Hitler con turbante
"Los judíos y los americanos no tendrán seguridad mientras nosotros vivamos ", afirma el comunicado de Al Qaeda que reivindica los atentados contra dos sinagogas de Estambul. Ese texto, difundido por el diario Al Quds Al Arabi, exige que la "coalición de los cruzados" evacue "todas la tierras musulmanas profanadas por los judíos y los norteamericanos". Una y otra vez, la organización de Bin Laden habla de judíos, señalando así a toda una comunidad, una cultura y una religión presentes en muchos países. El enemigo de Al Qaeda no son los ultras de Sharon, ni tan siquiera los israelíes sionistas, sino los judíos. Lo suyo es antisemitismo puro y duro.

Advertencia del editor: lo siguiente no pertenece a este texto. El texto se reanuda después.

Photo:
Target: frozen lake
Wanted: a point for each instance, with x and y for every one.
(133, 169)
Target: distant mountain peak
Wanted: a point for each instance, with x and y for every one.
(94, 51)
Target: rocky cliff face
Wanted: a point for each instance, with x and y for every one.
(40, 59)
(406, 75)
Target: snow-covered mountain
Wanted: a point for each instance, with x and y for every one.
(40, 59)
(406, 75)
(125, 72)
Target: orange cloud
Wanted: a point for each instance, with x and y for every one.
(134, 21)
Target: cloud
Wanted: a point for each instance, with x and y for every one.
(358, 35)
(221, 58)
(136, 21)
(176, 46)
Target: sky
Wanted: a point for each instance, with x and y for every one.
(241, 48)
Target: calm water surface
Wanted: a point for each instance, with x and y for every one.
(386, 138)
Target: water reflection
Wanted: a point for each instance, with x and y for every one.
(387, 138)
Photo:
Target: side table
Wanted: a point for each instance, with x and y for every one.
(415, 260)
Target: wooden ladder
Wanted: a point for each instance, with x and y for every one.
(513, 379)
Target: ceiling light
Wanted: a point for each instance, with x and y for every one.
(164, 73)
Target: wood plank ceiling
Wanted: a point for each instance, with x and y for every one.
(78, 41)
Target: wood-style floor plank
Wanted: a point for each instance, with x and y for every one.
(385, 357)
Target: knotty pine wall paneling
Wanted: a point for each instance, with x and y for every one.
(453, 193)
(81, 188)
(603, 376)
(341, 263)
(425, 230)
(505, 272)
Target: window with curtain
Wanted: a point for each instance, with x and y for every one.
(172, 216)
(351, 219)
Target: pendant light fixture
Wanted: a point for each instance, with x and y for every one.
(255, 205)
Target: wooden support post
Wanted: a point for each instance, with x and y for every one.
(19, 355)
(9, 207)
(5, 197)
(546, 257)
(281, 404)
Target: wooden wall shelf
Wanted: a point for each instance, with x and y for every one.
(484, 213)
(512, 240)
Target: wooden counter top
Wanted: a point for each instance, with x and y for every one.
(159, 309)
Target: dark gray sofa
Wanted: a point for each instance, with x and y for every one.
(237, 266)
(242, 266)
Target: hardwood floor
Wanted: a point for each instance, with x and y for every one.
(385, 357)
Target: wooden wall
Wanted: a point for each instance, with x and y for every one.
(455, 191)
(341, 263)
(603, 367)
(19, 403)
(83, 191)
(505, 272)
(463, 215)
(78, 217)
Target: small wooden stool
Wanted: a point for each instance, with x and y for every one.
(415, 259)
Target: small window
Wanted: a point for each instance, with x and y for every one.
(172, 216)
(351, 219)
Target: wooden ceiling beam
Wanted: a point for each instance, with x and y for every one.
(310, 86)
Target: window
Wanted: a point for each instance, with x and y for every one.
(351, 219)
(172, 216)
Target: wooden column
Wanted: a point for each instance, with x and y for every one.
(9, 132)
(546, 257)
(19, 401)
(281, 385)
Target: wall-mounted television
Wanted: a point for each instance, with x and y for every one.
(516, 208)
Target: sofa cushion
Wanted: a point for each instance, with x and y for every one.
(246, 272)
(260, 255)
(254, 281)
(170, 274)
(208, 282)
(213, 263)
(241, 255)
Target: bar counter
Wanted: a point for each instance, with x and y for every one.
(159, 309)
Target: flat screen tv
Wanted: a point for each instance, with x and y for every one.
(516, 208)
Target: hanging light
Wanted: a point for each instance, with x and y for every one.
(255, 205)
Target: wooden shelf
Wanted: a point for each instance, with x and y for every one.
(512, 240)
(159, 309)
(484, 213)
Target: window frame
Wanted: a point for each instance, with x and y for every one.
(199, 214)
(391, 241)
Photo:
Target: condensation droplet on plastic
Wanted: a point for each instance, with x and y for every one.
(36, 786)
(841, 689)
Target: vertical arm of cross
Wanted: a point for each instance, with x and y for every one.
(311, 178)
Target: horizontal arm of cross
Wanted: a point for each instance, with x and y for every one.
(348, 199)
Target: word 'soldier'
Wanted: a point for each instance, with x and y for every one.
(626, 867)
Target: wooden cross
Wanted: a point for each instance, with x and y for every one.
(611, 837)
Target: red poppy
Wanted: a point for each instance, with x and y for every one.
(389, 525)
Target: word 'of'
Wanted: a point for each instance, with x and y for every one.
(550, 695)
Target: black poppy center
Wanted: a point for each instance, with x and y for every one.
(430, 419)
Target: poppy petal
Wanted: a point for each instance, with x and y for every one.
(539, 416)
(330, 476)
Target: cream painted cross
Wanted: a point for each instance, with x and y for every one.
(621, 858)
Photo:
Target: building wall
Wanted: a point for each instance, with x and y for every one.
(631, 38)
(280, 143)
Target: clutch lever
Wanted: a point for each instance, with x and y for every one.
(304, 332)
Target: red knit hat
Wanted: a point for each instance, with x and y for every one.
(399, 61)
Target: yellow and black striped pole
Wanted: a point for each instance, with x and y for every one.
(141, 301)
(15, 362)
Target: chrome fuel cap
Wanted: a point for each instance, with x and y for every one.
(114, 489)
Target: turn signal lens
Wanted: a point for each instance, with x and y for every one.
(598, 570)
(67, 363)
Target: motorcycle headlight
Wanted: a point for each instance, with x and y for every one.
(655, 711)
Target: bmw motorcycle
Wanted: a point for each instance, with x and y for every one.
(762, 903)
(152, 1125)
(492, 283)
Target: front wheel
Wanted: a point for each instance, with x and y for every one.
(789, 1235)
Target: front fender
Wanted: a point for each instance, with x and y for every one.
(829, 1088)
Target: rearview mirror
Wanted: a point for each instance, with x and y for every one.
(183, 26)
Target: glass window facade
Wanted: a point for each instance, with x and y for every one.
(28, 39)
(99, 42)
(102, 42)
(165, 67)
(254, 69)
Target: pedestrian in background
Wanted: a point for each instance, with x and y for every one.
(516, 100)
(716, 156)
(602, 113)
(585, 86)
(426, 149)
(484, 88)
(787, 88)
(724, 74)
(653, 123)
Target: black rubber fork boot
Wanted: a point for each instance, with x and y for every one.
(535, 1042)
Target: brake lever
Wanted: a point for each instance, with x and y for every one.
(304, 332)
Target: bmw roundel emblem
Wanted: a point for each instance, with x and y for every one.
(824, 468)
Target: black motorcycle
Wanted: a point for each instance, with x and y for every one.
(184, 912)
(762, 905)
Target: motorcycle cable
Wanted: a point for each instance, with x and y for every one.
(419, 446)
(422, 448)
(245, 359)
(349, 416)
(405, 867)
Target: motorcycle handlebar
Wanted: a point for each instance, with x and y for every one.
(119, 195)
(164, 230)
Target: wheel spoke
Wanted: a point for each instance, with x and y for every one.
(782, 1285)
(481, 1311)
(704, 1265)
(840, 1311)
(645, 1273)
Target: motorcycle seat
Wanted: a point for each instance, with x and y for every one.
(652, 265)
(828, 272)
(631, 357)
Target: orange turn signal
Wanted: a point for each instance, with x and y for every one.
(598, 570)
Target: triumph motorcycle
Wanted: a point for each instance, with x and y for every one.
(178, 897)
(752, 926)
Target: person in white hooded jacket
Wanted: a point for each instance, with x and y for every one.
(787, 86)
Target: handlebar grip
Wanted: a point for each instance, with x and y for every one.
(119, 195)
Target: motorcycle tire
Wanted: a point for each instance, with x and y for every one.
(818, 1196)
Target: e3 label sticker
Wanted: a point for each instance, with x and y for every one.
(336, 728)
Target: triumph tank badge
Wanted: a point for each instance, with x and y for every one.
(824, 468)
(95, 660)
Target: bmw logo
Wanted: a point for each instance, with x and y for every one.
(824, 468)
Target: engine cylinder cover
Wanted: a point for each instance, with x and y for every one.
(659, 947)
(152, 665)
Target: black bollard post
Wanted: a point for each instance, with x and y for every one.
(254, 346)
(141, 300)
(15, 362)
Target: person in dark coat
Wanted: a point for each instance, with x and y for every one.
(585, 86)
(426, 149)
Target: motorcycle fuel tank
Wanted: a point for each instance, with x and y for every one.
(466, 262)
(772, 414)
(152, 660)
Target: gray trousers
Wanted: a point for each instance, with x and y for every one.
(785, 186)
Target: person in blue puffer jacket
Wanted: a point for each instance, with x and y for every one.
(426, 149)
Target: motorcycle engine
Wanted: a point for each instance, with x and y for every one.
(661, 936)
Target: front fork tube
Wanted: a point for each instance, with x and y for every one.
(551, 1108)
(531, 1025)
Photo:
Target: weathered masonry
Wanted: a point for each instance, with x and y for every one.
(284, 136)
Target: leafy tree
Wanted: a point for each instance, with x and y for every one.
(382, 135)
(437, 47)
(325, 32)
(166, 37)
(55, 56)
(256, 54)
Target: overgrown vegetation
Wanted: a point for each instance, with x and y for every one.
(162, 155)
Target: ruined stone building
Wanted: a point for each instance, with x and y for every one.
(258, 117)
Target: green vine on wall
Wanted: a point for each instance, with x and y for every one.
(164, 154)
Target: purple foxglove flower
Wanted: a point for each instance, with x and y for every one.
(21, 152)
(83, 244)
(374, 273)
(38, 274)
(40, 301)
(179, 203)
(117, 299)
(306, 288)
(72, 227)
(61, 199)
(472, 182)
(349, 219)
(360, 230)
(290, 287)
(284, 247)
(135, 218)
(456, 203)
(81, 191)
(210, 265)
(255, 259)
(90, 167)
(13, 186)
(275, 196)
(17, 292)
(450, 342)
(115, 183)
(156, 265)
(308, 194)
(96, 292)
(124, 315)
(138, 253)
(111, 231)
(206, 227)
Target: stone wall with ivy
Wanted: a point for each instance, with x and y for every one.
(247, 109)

Aunque surgido en Oriente, el yihadismo proclama así su parentesco con totalitarismos occidentales como el nazismo y el estalinismo, y su distanciamiento de la religión islámica. El antisemitismo no es característico del islam; al contrario, los judíos vivieron mejor secularmente en este mundo que en la Europa cristiana. A países musulmanes fueron a vivir los sefardíes expulsados en 1492 y los árabes y musulmanes no tuvieron nada que ver con la fabricación de Los Protocolos de los Sabios de Sión ni con el holocausto, atrocidades cometidas por europeos. Pero es cierto que el antisemitismo crece en el mundo islámico, como lo demuestran artículos de prensa y series televisivas antijudíos, la popularidad de Los Protocolos y las declaraciones del ya ex primer ministro de Malaisia, Mahatir Mohamad, identificando a los judíos con una supuesta política de control del planeta.
Ese auge del antisemitismo tiene relación con los sufrimientos palestinos, la política del Gobierno israelí y el doble rasero estadounidense en Tierra Santa. Pero en el caso de la nebulosa de grupos que giran en torno a Bin Laden el antisemitismo va más allá. Es una componente esencial de su ideología totalitaria. El yihadismo, y de ahí que su atractivo desborde el marco árabe y alcance a asiáticos, africanos y hasta occidentales, es un puchero en el que se cuecen una interpretación reaccionaria del islam, la wahabí, con otros elementos: el antisemitismo, el antiamericanismo y la protesta nihilista contra el sistema, contra la globalización, contra todas las injusticias, reales o imaginarias, del mundo. De ahí que no pueda ser destruido tan sólo por métodos policiales y militares, sino que exija un tratamiento global, que incluya poderosos recursos políticos, económicos e ideológicos.
Los atentados de Estambul, que siguen a barbaridades antisemitas en Yerba, Casablanca y Mombasa, demuestran también el fracaso de la política de EE UU desde el 11-S. Esta política no ha afrontado las causas del yihadismo y ni tan siquiera ha logrado paliar sus efectos. Al contrario, con la guerra de Irak ha reforzado las causas y exacerbado los efectos. Bin Laden, cuyo diabólico talento es indiscutible, ha querido en Estambul matar judíos porque sí, borrar los últimos restos de presencia judía en tierras musulmanas y complicarle las cosas al islamismo moderado de Erdogan que gobierna Turquía. La respuesta debería estar a la altura de la inteligencia del Hitler con turbante que se esconde en una cueva afgana.